The thorough, scholarly exemplary but yet imaginative and creative approach in his own research earned Nänny a solid international reputation. Whether investigating the function of visual form in poetry, such as, for example, alphabetic letters or line length, the performative function of rhymes or the diagrammatic dimensions in prose, his concise and astute analyses were always clear and illuminating. Together with Olga Fischer he also co-edited and wrote the introductions of the first two volumes in the Iconicity series (Benjamins), Form Miming Meaning (1999), and The Motivated Sign (2001), as well as the special issue of the European Journal of English Studies on ‘Iconicity’ (EJES 5.i, 2001), and remained in an advisory function for the subsequent From Sign to Signing (2003) and Outside-In – Inside-Out (2005). Despite the impatience he sometimes showed with Peircean notions and his less than keen interest in purely theoretical issues, Nänny’s wide knowledge, acute powers of observation and quick mind made him a stimulating speaker and a wonderful critic who focused on essential and crucial issues. Eternally inquisitive, he was always curious about new approaches and novel phenomena in literature and culture, and he eagerly took on board the new opportunities offered by computer corpora and the World Wide Web. Max Nänny remained a passionate scholar after his retirement as chair of English and American literature at the University of Zurich, Switzerland. But more than anything else, it is for his warmth and friendliness and for his humorous, slightly mischievous twinkle that he will remain in fond memory as not only an outstanding scholar but also as an attentive and affectionate friend.
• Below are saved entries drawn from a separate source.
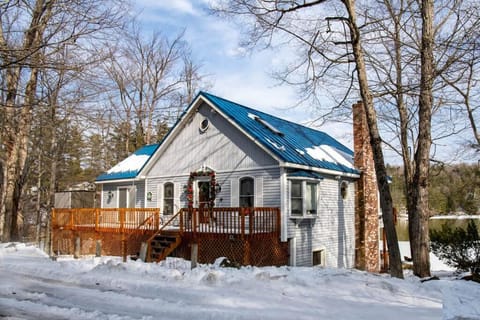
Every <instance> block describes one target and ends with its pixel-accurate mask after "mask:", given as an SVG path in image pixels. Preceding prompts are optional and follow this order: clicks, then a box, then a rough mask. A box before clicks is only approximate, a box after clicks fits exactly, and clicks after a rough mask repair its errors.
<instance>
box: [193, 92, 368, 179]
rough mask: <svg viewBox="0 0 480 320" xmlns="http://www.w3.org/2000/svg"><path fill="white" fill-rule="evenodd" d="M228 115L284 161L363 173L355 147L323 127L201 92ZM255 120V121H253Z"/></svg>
mask: <svg viewBox="0 0 480 320" xmlns="http://www.w3.org/2000/svg"><path fill="white" fill-rule="evenodd" d="M199 95H200V96H202V97H204V98H205V99H206V100H208V101H209V102H210V103H212V104H213V105H215V106H216V107H217V108H218V109H219V110H220V111H221V112H222V113H223V114H224V115H225V116H226V117H227V118H229V119H230V120H231V121H232V122H234V123H236V124H237V125H239V126H240V127H241V128H242V129H243V130H245V132H246V133H247V134H248V135H250V136H251V137H252V138H253V139H254V140H255V141H257V142H259V143H260V144H262V145H263V146H264V147H265V148H266V149H267V150H269V151H270V152H271V153H272V154H273V155H275V156H276V157H277V158H278V159H279V160H280V161H283V162H285V163H291V164H296V165H302V166H308V167H313V168H321V169H327V170H333V171H338V172H340V173H348V174H359V171H358V170H356V169H355V167H354V166H353V164H352V158H353V151H351V150H350V149H349V148H347V147H346V146H344V145H343V144H341V143H340V142H339V141H337V140H336V139H334V138H332V137H331V136H329V135H328V134H326V133H325V132H322V131H318V130H315V129H312V128H308V127H305V126H302V125H300V124H298V123H294V122H291V121H287V120H284V119H281V118H277V117H275V116H272V115H270V114H267V113H264V112H261V111H258V110H255V109H251V108H248V107H245V106H242V105H240V104H238V103H235V102H232V101H229V100H226V99H223V98H220V97H217V96H215V95H212V94H209V93H206V92H200V93H199ZM252 120H254V121H252Z"/></svg>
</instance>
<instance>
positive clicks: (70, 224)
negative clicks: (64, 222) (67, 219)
mask: <svg viewBox="0 0 480 320" xmlns="http://www.w3.org/2000/svg"><path fill="white" fill-rule="evenodd" d="M74 215H75V210H71V211H70V225H69V229H70V230H73V226H74Z"/></svg>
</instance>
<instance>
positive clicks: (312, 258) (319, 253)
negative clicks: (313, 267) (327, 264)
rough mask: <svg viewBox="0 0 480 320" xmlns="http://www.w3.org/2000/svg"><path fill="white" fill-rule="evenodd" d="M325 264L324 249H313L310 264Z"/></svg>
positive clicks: (324, 254)
mask: <svg viewBox="0 0 480 320" xmlns="http://www.w3.org/2000/svg"><path fill="white" fill-rule="evenodd" d="M324 265H325V250H315V251H313V252H312V266H324Z"/></svg>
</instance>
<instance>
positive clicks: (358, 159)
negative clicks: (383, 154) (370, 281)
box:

Christina Ljungberg, Zurich.



Max Nänny (1933-2006)

ICONICITY RESEARCH PROJECT

Since 1997 the Iconicity Research Project (initially based on a co-operation between the universities of Amsterdam and Zurich) has organized international and interdisciplinary symposia every two years to provide increasing evidence for the extensive presence of iconicity (i.e., form miming meaning) in language and in literature. By means of detailed case studies (at first the main focus was on English but the interest has widened to other Indo-European and non-Indo-European languages) the symposia have, on the one hand, concentrated on iconicity as a driving force in language (in both spoken and signed languages), and on all possible levels (i.e., the phonetic, morphological, syntactic, lexical and discourse levels); in language acquisition (children’s use of language); and on language change (grammaticalization, developments in pidgins and creoles). On the other hand, the symposia have addressed the various mimetic uses of more concrete and creative iconic images and/or more abstract iconic diagrams at all levels of the literary text, both in narrative and poetic forms, and in all varieties of discourse (literary texts, historical texts, political texts, advertising, language and music, literature and music, etc.).
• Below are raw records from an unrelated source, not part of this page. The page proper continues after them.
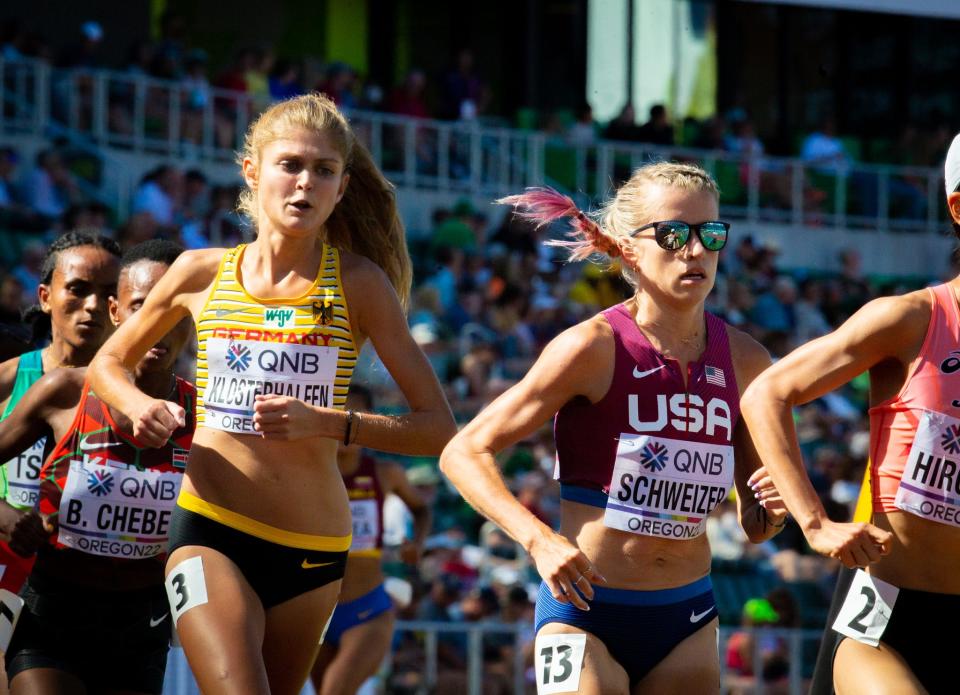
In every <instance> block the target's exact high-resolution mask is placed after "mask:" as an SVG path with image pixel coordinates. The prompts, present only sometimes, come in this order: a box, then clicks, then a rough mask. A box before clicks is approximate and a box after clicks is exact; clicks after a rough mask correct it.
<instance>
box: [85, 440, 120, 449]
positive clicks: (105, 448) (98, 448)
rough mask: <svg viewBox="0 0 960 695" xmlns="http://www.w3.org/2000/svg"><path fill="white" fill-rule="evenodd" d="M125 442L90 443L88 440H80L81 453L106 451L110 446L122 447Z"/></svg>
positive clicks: (100, 442) (93, 442)
mask: <svg viewBox="0 0 960 695" xmlns="http://www.w3.org/2000/svg"><path fill="white" fill-rule="evenodd" d="M121 444H123V442H88V441H87V439H86V438H83V439H81V440H80V451H95V450H96V449H106V448H107V447H108V446H120V445H121Z"/></svg>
So far there have been five international and interdisciplinary conferences on iconicity in language and literature: Zurich (1997), Amsterdam (1999), Jena (2001), Louvain-la-Neuve (2003) and Krakow (2005). Past key-note speakers in this series of symposia include Sylvia Adamson (Manchester), Paul Bouissac (Toronto), Wolfgang Dressler (Vienna), Ivan Fónagy (Paris), John Haiman (St. Paul, MN), J0rgen Dines Johansen (Odense), Jean-Jacques Lecercle (Nanterre), Winfried Nöth (Kassel), Ralph Norrman+ (Tampere), Wilhelm Pötters (Würzburg), Dan Slobin (Berkeley).

The most interesting and relevant papers given at those conferences have been collected in four publications, all published by Benjamins, Amsterdam: Form Miming Meaning: Iconicity in Language and Literature (1999), The Motivated Sign: Iconicity in Language and Literature 2 (2001), From Sign to Signing: Iconicity in Language and Literature 3 (2003), Iconicity Inside-Out: Iconicity in Language and Literature 4 (2005). The fifth volume is forthcoming. A further series of papers that were presented at the 1999 Amsterdam conference was published in the special number Iconicity of the European Journal of English Studies (EJES) in 2001.